# my daughter



## Guest (Jan 11, 2006)

Well, let me start from the beggining, I have had constant dp/dr for about 2 monthes now. My main questiion is... I had found out my 4 year old daughter had been molested by her grandfather about 2 weeks before I started having dp/dr... I remember when I was younger my grandfather touching my breasts and making me feel really uncomfortable. I just wonder if what happen to my daughter might have brought out something he or someone else might have done to me when I was really young, is that possible?I have got to where I stay up all night just so I can sleep all day to avoid being in the light, I can't stand being in a room that is lit up, I havent even let the house since december 3rd...My boyfreind said that when I am sleeping I start crying and screaming, and I won't let him touch me... could that have something do do with it to? I am sorry to just keep going on and on.. any opinions on this?

I have been taking St.John's wort for about 3 weeks.. im not sure if it is helping or not...anyone else taking it?


----------



## terri* (Aug 17, 2004)

Hi Stephanie,

I think people's post tend to get lost up here. I am so sorry to hear of the situation with your daughter. I do believe this has thrown you in to some kind of emotional state, just what I cannot say.

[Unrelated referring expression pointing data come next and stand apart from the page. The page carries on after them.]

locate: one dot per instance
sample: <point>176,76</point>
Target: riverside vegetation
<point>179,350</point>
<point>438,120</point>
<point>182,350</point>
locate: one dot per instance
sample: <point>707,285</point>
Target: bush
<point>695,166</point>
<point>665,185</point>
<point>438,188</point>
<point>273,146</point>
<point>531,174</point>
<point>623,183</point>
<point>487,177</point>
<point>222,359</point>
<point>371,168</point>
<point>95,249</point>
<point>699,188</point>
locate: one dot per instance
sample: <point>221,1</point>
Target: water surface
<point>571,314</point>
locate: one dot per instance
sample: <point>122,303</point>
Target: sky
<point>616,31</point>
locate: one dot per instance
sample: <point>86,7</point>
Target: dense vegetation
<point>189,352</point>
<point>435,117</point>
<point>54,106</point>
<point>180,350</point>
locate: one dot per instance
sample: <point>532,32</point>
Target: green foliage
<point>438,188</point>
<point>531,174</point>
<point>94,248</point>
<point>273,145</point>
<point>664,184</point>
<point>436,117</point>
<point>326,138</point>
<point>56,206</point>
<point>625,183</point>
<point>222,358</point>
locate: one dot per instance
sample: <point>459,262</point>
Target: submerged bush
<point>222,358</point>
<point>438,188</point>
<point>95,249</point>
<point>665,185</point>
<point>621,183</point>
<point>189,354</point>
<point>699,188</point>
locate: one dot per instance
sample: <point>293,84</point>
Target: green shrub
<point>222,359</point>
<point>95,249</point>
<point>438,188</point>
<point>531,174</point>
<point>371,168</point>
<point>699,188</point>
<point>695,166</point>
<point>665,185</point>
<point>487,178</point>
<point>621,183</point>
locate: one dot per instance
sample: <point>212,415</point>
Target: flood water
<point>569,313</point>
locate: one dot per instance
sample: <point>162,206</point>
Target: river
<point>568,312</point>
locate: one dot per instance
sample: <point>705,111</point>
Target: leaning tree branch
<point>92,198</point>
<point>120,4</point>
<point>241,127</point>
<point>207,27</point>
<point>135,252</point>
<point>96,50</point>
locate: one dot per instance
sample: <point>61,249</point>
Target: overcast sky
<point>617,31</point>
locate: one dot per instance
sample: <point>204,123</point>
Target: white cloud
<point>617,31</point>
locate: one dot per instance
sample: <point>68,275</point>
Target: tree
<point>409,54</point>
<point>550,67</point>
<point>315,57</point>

Maybe you should post this on the main forum.

terri*


----------



## Luka (Aug 30, 2005)

I guess what happened to your daughter brought very strong feelings (feelings of which you was or was not aware) to the surface and this is resulting in your DP/DR, crying and being scared at night. Maybe you've dissociated traumatic expierences or maybe you did not. Perhaps time will tell. But don't start digging, just go with the flow and work through the things that come to you. I wish you and your daughter all the strenght to deal with this. I was molested by my grandfather too, so I know what you're going through.


----------



## Guest (Jan 15, 2006)

Luka said:


> I was molested by my grandfather too, so I know what you're going through.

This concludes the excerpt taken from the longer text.